Anthony Shorris needed a step platform to reach the microphone Wednesday morning during a press conference near City Hall, and he may need an even larger one when he becomes Mayor-elect Bill de Blasio’s first deputy mayor.
“No one possesses Tony’s range of work and experience,” said de Blasio about Shorris. “He fundamentally understands how to balance a budget … and he is a veteran of public service.”
The too-small room was packed with reporters, many of them there under the impression that the incoming mayor would be announcing his police commissioner.
During the question-and-answer portion of the meeting, de Blasio said that he would make the announcement of other appointments “when we are 100 percent ready.”
Repeating what was stated about Shorris on his press release, the mayor-elect said, “We’ve set out to build a progressive, diverse and effective government for the people of this city.
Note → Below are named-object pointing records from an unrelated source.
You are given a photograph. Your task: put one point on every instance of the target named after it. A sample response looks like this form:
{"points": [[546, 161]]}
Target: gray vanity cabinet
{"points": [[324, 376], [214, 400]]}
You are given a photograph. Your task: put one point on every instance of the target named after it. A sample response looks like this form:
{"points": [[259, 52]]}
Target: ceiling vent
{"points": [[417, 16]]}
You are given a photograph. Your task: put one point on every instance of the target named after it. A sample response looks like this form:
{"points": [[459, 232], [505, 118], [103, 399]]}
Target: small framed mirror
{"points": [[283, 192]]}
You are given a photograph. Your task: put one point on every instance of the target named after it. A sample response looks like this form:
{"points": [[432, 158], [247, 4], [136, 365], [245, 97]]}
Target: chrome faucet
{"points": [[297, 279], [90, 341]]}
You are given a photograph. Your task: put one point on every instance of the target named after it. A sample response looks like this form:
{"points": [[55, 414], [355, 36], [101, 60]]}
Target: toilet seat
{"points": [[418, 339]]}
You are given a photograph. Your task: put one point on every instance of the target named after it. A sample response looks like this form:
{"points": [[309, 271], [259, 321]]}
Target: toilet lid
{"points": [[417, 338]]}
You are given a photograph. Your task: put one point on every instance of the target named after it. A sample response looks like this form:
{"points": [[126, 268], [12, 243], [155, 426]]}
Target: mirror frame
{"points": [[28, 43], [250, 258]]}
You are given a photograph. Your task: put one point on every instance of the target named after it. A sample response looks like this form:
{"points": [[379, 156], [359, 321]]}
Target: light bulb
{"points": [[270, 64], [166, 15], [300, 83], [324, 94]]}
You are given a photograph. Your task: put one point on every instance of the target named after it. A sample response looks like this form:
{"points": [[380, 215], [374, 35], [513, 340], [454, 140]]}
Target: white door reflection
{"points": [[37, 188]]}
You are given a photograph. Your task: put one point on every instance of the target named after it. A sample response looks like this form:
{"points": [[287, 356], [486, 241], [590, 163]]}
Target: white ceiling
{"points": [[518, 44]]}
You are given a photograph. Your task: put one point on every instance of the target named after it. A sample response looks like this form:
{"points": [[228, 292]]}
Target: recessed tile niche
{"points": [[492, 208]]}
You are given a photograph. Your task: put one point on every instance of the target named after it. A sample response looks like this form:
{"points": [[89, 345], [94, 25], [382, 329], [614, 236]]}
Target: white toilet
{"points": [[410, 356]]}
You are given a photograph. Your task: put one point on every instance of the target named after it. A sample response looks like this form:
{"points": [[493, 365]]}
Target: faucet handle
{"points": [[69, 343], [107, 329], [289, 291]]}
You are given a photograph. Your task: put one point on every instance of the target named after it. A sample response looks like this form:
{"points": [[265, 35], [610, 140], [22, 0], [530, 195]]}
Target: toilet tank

This team exemplifies those values, and each brings incredible depth and experience to the challenges ahead of us.”
Shorris will be the second highest ranking official at City Hall, and de Blasio said he was confident that Shorris was ready for the assignment, “and he won’t need any warm-up pitches,” he added, tossing in a baseball metaphor.
In his brief remarks, Shorris said, “This is a pivotal moment in our city’s history … and this is our moment.” He underscored the mayor-elect’s promise of having a “bold, progressive government.”
The other appointees were Dominic Williams, who will serve as chief of staff to Shorris, and Emma Wolfe, who will be the new director of intergovernmental affairs.
“I wouldn’t be standing here today without Dominic,” de Blasio said. “He will be one of the most important members of our team.”
There was similar praise for Wolfe, who, de Blasio said, “will be in charge of our relations with the City Council, the state and the federal government.”
Williams said he was honored to be chosen. “Mayor-elect de Blasio has set a bold and progressive agenda … and it will be my task to make this government work for all of us.”
Wolfe emphasized the importance of the pre-K and after-school programs that are so integral to de Blasio’s “core values.” “The people are behind this agenda,” she said, reading her statement, “and we are going to turn that support into a political movement that passes stronger living wage and paid sick leave legislation in the Council [and] secures a tax on the wealthiest.”
Each of the appointees had to undergo intense vetting, de Blasio explained, noting that a similar process of assessment will continue as he and his transition team decide who the next appointees will be.